De productinformatie van Tegretol 100 mg/5 ml wordt bijgewerkt om het beperkte gebruik ervan bij borelingen te vermelden en om informatie te verstrekken over het risico van ernstige bijwerkingen bij die patiënten als gevolg van de concentratie van deze hulpstof. Deze beperking geldt niet voor andere vloeibare formuleringen van carbamazepine die geen propyleenglycol bevatten. 

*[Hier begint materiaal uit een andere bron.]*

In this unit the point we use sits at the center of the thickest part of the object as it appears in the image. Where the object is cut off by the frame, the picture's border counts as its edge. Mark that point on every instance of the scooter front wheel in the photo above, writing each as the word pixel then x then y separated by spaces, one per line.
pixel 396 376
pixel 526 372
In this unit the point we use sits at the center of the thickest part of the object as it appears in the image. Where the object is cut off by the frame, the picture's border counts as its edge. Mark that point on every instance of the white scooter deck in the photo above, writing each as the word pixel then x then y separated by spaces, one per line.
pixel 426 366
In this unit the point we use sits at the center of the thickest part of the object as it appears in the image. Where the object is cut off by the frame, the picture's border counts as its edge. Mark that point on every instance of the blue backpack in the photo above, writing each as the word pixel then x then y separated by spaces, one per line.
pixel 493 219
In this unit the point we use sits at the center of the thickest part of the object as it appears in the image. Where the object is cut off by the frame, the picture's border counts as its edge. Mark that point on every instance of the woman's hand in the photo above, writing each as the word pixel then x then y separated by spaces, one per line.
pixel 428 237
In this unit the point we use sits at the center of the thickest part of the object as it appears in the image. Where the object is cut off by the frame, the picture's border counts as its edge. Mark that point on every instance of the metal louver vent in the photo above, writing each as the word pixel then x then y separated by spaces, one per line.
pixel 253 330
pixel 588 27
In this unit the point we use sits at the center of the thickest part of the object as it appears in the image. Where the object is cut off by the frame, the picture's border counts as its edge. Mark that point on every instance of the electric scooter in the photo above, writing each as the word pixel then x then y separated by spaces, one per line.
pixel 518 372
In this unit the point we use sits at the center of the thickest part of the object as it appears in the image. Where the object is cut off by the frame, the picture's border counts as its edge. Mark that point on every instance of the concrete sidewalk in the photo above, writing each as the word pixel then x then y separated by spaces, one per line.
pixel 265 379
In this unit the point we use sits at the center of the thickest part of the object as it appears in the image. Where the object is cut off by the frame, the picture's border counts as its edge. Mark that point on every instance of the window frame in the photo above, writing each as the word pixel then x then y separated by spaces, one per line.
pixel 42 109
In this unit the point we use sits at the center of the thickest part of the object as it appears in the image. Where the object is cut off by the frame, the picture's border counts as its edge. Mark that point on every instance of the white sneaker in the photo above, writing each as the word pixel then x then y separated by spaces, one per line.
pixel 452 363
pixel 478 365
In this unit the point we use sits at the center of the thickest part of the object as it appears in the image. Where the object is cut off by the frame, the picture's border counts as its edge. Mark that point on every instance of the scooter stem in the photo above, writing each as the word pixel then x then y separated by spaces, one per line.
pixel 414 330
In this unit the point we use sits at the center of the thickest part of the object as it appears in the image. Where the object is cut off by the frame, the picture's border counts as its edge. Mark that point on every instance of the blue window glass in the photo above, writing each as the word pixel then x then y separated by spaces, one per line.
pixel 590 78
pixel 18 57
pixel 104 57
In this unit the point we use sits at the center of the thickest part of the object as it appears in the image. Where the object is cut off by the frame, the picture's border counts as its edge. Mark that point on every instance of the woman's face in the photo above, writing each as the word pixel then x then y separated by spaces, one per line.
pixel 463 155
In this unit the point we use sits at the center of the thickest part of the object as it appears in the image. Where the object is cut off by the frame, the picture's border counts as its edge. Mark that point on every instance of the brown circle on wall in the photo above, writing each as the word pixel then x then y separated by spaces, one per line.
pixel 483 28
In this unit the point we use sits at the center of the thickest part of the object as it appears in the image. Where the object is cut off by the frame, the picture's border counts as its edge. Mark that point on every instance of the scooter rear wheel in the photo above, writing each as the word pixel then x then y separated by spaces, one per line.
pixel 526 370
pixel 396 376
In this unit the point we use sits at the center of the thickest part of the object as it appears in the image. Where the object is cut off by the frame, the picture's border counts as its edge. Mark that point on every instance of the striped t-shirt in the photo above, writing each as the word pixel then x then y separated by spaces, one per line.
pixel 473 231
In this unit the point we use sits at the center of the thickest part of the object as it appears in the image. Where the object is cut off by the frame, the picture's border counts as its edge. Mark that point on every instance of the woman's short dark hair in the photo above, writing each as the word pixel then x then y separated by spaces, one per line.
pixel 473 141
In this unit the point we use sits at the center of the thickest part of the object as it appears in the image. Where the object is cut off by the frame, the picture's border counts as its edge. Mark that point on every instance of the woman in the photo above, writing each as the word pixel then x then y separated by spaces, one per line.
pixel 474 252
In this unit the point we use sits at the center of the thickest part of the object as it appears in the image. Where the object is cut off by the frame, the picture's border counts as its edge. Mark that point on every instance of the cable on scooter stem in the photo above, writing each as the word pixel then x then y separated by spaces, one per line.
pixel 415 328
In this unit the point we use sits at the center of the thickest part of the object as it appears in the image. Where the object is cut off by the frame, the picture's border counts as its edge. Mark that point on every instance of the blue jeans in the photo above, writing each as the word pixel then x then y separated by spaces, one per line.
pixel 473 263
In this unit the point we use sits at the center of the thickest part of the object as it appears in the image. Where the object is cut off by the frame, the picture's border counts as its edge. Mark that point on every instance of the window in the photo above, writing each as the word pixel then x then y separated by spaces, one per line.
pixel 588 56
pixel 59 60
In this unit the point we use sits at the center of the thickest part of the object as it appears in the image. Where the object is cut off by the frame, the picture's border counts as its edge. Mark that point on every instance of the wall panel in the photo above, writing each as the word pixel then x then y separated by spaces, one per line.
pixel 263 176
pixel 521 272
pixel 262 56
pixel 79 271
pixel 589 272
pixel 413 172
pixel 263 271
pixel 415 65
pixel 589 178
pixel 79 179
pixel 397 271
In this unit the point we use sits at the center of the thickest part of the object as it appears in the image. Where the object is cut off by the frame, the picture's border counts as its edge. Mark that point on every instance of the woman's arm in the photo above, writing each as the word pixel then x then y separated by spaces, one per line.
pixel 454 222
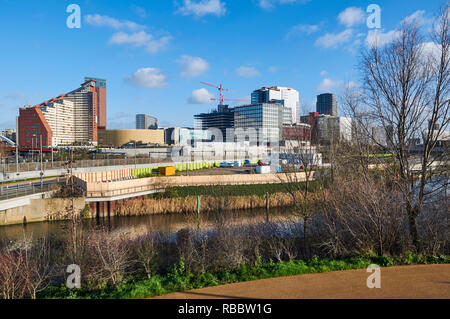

Tegretol 100 mg/5 ml suspensie voor oraal gebruik is een nationaal vergund geneesmiddel dat wordt ingezet bij de behandeling van verschillende aandoeningen, waaronder sommige vormen van epilepsie. 

Tegretol 100 mg/5 ml orale suspensie (of siroop) (die carbamazepine bevat) is vergund en in de handel in België.

Meer informatie vindt u op de website van het EMA.

De DHPC's voor Caspofungine, Crysvita, Remsima en Tegretol zullen door de vergunninghouders onder de gezondheidszorgbeoefenaars worden verspreid volgens een overeengekomen communicatieplan en zullen door het EMA worden gepubliceerd op de pagina van de DHPC en in de nationale registers in de EU-lidstaten.